Five relievers, starting with Will Harris, held New York in check, long enough for Carlos Correa to finally end the whole thing with a walk-off homer.
"I don't know how many scoreless [innings] in a row we had, but it was a lot," Houston manager AJ Hinch said.
Collectively, Astros relievers carried a 5.63 postseason ERA into this game, with question marks popping up around many of the bullpen's core members. But one by one, they gave Yankees hitters little to work with and even fewer opportunities to score. The sequence began with Harris, the bullpen's top performer in the regular and postseason. He relieved Verlander and struck out Didi Gregorius to end the seventh, and then fanned DJ LeMahieu to open the eighth.
Roberto Osuna absorbed another five outs, creating a bridge to Smith, the side-armer who needed seven pitches to get through the 10th before recording two quick outs in the 11th. Smith's outing included retiring slugger Aaron Judge on a meek grounder back to the mound.
"We get asked a lot about how the length of our bullpen and how they're going to handle different things," Hinch said. "I put Joe Smith in a tough spot facing two lefties, he generally faces righties. He gets [Aaron] Hicks to ground out, he gets Gregorius out, and then goes back out against the heart of their order, guys that hurt us last night and hurt us tonight, and did his job."
Smith, who missed a lot of the season recovering from surgery to repair a torn left Achilles tendon, hadn't pitched in five days when he took the mound on Sunday. He's also not considered one of the "high-leverage" relievers the team relies on in close games when leading. But with uncertainty surrounding Ryan Pressly and no guarantees elsewhere, Smith, a valuable weapon against the Yanks' right-handed-heavy lineup, suggested he can be trusted in key, tense situations.
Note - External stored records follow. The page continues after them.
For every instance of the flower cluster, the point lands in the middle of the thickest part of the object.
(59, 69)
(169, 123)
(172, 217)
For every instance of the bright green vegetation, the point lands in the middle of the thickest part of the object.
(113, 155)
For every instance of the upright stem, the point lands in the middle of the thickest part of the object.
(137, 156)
“We know what we've got down there, and we just smile and nod and go about our business and hopefully we come out on top,” Smith said.
The Astros' final reliever of the night, Josh James, faced the fewest batters but arguably had the most eventful outing of the group. During a 10-pitch confrontation with Yankees catcher Gary Sánchez, James thought he had a strikeout, found out he didn't, and then threw a pitch outside of the zone -- and got the called strike three.
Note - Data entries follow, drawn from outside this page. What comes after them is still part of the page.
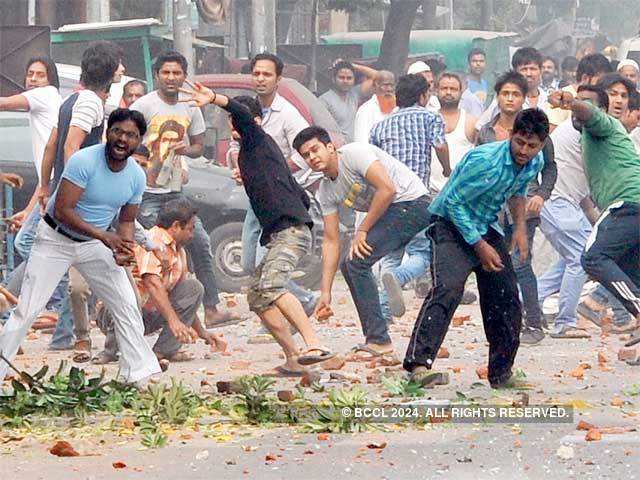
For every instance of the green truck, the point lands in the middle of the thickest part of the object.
(454, 45)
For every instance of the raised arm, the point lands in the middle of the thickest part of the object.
(582, 111)
(14, 103)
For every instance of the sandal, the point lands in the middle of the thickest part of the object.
(179, 356)
(45, 320)
(82, 351)
(570, 333)
(103, 358)
(634, 338)
(308, 359)
(428, 378)
(227, 318)
(284, 372)
(373, 354)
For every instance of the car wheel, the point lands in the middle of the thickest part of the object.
(226, 247)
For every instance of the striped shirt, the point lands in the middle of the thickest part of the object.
(148, 263)
(480, 185)
(408, 135)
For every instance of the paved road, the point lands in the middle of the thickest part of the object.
(437, 451)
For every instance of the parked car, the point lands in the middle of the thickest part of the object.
(221, 203)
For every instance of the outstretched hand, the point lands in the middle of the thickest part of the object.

If that's hard to follow, imagine what James was thinking while trying to nail down that last out.
"You move on to the next pitch, and let that pitch move on to the next one," James said. "That's all I tried to do was just move on and make better pitches."
Sánchez swung and missed the ninth pitch of his at-bat vs. James, an 87 mph slider that bounced and gave the impression that Sánchez may have gotten a piece of the ball. Home-plate umpire Cory Blaser seemed convinced it was a foul tip, though replays showed the ball did not touch Sánchez's bat.
James' next pitch, a 99 mph heater, seemed to clearly miss the plate by a few inches. That one was called a strike, which ended the Yanks' 11th.
"It was tough," James said of Sánchez's at-bat. "Just when I thought I would be able to get by him, he was on everything. He was on sliders, he was on fastballs. It was really tough, it was a hard-fought battle. I thought I got him on a slider. It was a great battle. It was fun."